Grocery Manufacturers Association v. EPA (U.S., filed Feb. 21, 2013): added to the “challenges to federal action” slide. Several industry groups filed a motion for certiorari with the U.S. Supreme Court concerning a decision by the D.C. Circuit that the groups lacked standing to challenge EPA waivers that increases the amount of ethanol allowed in gasoline for newer automobiles. In the lawsuit, the groups challenged EPA’s decision to grant a waiver allowing more ethanol in fuel for 2007 and newer vehicles, alleging that the agency exceeded its authority under the Clean Air Act. The decision raises from 10 percent to 15 percent the maximum ethanol level in gasoline used in these vehicles.
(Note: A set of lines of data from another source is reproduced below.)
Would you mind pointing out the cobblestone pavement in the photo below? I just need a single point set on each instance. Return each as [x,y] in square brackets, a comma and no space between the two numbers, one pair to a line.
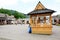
[20,32]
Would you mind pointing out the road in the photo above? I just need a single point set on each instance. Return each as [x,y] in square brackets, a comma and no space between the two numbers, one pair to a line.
[20,32]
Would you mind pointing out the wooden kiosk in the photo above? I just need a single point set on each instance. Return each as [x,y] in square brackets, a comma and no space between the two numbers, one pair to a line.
[38,20]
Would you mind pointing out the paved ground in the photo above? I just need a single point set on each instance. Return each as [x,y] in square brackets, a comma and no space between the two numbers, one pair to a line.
[20,32]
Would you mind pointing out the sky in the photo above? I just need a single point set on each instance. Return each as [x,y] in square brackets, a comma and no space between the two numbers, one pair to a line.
[26,6]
In August 2012, the D.C. Circuit dismissed the lawsuit on standing grounds, holding that none of the industry groups that challenged the decision could show that they were harmed by the rule given that the waivers did not directly impose regulatory restrictions, costs, or other burdens on any of the groups.
Center for Biological Diversity v. California Department of Conservation (Cal. Super. Ct., filed Jan. 24, 2013): added to the “challenges to state action” slide. Several environmental groups commenced a lawsuit against the California Department of Conservation (CDEC) alleging that the state has failed to properly oversee hydraulic fracturing operations. According to the complaint, the state’s Underground Injection Control program requires a division of CDEC to regulate oil and natural gas fracking operations. The lawsuit seeks to prohibit hydraulic fracturing of oil and natural gas wells until CDEC takes steps to regulate the wells and ensure that the operations pose no risks to public health or the environment.